Indirect optic nerve injury

  • General information
    • ≈ 5% of head trauma patients manifest an associated injury to some portion of the visual system.
    • Approximately 0.5–1.5% of head trauma patients will sustain indirect injury (as opposed to penetrating trauma) to the optic nerve,
  • Due to
    • Ipsilateral blow to the head (usually frontal, occasionally temporal, rarely occipital).
  • The optic nerve may be divided into 4 segments:
    • Intraocular (1mm in length)
    • Intraorbital (25–30mm)
    • Intracanalicular (10mm)
      • Most common one damaged with closed head injuries
    • Intracranial (10mm)
  • Funduscopic
    • Abnormalities visible on initial exam indicates
      • Anterior injuries
        • Injury to the intraocular segment (optic disc) or the 10–15mm of the intraorbital segment immediately behind the globe where the central retinal artery is contained within the optic nerve
      • Posterior injuries
        • Occurring posterior to this but anterior to the chiasm
        • Take 4–8 weeks to show signs of disc pallor and loss of the retinal nerve fiber layer.
  • Treatment
    • No prospective study has been carried out.
    • Optic nerve decompression has been advocated for indirect optic nerve injury;
      • Results are not clearly better than expectant management
      • Exception: Documented delayed visual loss appears to be a strong indication for surgery.
    • Transethmoidal is the accepted route, and is usually done within 1–3 weeks from the trauma.
    • The use of “megadose steroids” may be appropriate as an adjunct to diagnosis and treatment.

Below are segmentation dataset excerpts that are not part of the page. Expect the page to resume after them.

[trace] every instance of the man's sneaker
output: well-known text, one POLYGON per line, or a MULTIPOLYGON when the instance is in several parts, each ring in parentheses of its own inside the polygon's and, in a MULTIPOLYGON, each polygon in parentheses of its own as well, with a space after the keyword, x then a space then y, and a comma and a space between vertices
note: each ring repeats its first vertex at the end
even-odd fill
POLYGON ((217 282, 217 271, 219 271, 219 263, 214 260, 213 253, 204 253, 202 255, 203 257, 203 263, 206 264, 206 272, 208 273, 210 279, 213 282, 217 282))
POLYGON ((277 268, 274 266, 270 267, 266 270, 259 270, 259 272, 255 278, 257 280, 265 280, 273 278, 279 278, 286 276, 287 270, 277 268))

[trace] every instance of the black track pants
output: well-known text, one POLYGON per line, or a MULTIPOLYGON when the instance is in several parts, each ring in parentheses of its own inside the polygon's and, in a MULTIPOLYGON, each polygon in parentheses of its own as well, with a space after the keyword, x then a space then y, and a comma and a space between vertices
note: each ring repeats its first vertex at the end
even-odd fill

Posttraumatic hypopituitarism

  • Trauma is a rare cause of hypopituitarism.
  • After
    • Closed head injury
      • With or without basilar skull fracture
    • Penetrating trauma.
  • When it occurs
    • 100% deficient growth hormone and gonadotropin,
    • 95% had corticotropin deficiency,
    • 85% had reduced TSH,
    • 63% had elevated PRL.
    • 40% had transient or permanent DI.